Il est donc difficile de rayer les jours révolutionnaires des almanachs de l’avenir ; mais il n’est pas moins sage de chercher à les éviter, et la crainte qu’ils inspirent doit faire songer aux réformes qui les préviennent. Les réformes libérales ont toujours passé pour avoir seules cette vertu. On est donc incessamment ramené à cette idée, quoi qu’on fasse, et il est impossible de résoudre ou même de discuter le problème de la politique du siècle en éliminant la liberté.
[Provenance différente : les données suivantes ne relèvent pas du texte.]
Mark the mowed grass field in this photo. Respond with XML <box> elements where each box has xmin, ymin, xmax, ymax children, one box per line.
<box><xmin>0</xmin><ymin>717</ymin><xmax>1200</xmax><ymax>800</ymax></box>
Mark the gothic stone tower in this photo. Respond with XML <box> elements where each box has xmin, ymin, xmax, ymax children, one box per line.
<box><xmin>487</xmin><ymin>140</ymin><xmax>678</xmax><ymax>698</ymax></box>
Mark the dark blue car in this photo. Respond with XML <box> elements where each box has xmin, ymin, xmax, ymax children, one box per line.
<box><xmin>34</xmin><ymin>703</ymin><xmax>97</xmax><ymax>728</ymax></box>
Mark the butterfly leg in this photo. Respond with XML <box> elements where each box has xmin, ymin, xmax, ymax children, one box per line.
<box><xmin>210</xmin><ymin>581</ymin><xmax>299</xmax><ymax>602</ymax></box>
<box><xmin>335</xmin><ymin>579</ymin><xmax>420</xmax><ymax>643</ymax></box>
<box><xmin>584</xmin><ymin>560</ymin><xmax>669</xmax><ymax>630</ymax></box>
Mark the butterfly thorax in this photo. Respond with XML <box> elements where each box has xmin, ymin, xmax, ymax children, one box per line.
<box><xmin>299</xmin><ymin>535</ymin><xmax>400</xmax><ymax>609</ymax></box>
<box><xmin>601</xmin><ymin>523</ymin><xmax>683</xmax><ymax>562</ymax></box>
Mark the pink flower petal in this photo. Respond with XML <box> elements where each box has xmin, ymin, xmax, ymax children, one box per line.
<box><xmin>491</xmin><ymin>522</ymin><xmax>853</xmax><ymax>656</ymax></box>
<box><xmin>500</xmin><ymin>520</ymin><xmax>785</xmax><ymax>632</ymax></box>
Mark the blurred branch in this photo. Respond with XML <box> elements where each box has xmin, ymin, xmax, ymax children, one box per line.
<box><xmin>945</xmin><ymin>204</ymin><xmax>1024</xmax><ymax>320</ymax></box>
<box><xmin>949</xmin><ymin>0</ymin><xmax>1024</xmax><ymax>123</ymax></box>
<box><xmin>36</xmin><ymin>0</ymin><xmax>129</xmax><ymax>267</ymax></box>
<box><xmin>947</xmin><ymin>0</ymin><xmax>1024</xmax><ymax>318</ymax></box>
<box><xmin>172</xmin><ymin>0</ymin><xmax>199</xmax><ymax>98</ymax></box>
Une opinion puissante en a cependant autrement jugé. N’en atténuons pas la force, ne contestons pas l’existence des intérêts et des sentimens qui, dans les grandes crises politiques, demandent un maître. Dès le temps d’Ésope, on connaissait cette manière d’en finir avec la république. Il prend quelquefois à la société comme un dégoût d’elle-même : cette lassitude, Tacite la signalait déjà[1] ; mais pourquoi chercher au loin les exemples ? N’avons-nous pas le plus grand de tous dans notre histoire ? Qui moins que moi aurait droit de le récuser ? Nous sommes les enfans de ceux qui ont cru la révolution française heureuse d’aller cacher ses fautes et ses malheurs dans les plis d’un drapeau victorieux et se réfugier à l’ombre d’un grand nom. Je puis hésiter à croire indispensable cette tutelle temporaire ; mais comment méconnaîtrais-je les louables sentimens, l’amour de l’ordre, la haine de l’anarchie, le dégoût des destructions révolutionnaires, la confiance dans la supériorité constatée par de grandes actions, enfin tout ce qui précipite les bons citoyens dans l’asile que leur ouvre la dictature ? Ce qu’il ne faut pas supporter, c’est la théorie qui s’élève aussitôt pour leur persuader que ce refuge de naufragés est le vrai domicile des grandes nations, et qu’en croyant se tirer seulement de péril on a rencontré juste l’état normal des sociétés. Les. doctrines inventées après coup pour faire trouver bon un pouvoir sans limite à l’ancien régime comme réparateur, à la démocratie comme nouveau-venu, m’ont toujours paru

  1. « Cuncta discordiis civilibus fessa, sub nomine principis, imperium accepit. » (Tacit., Annal. I.)